An HTree is a specialized tree data structure for directory indexing, similar to a B-tree. They are constant depth of either one or two levels, have a high fanout factor, use a hash of the filename, and do not require balancing. The HTree algorithm is distinguished from standard B-tree methods by its treatment of hash collisions, which may overflow across multiple leaf and index blocks. HTree indexes are used in the ext3 and ext4 Linux filesystems, and were incorporated into the Linux kernel around 2.5.40. HTree indexing improved the scalability of Linux ext2 based filesystems from a practical limit of a few thousand files, into the range of tens of millions of files per directory.
The HTree index data structure and algorithm were developed by Daniel Phillips in 2000 and implemented for the ext2 filesystem in February 2001. A port to the ext3 filesystem by Christopher Li and Andrew Morton in 2002 during the 2.5 kernel series added journal based crash consistency. With minor improvements, HTree continues to be used in ext4 in the Linux 3.x.x kernel series.

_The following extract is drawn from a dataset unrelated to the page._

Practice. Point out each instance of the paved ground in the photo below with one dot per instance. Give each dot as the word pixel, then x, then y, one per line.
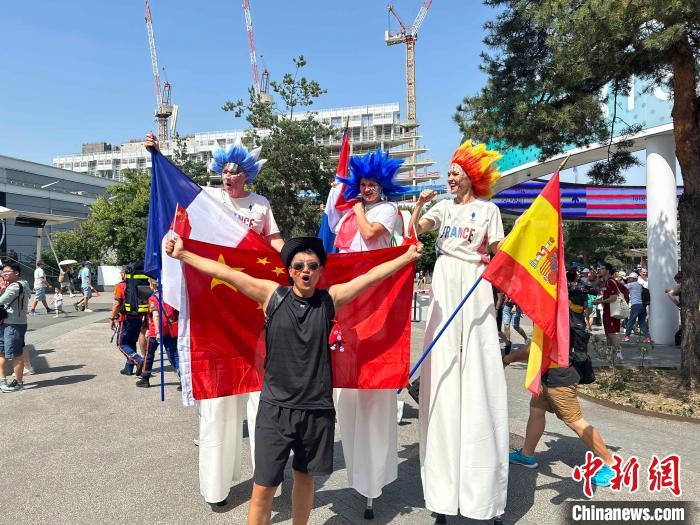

- ext2 HTree indexes were originally developed for ext2 but the patch never made it to the official branch. The dir_index feature can be enabled when creating an ext2 filesystem, but the ext2 code won't act on it.
- ext3 HTree indexes are available in ext3 when the dir_index feature is enabled.
- ext4 HTree indexes are turned on by default in ext4. This feature is implemented in Linux kernel 2.6.23. HTree indexes is also used for file extents when a file needs more than the 4 extents stored in the inode. The large_dir feature of ext4 is implemented in Linux kernel 4.13.
PHTree (Physically stable HTree) is a derivation intended as a successor.[unreliable source?] It fixes all the known issues with HTree except for write multiplication. It is used in the Tux3 filesystem.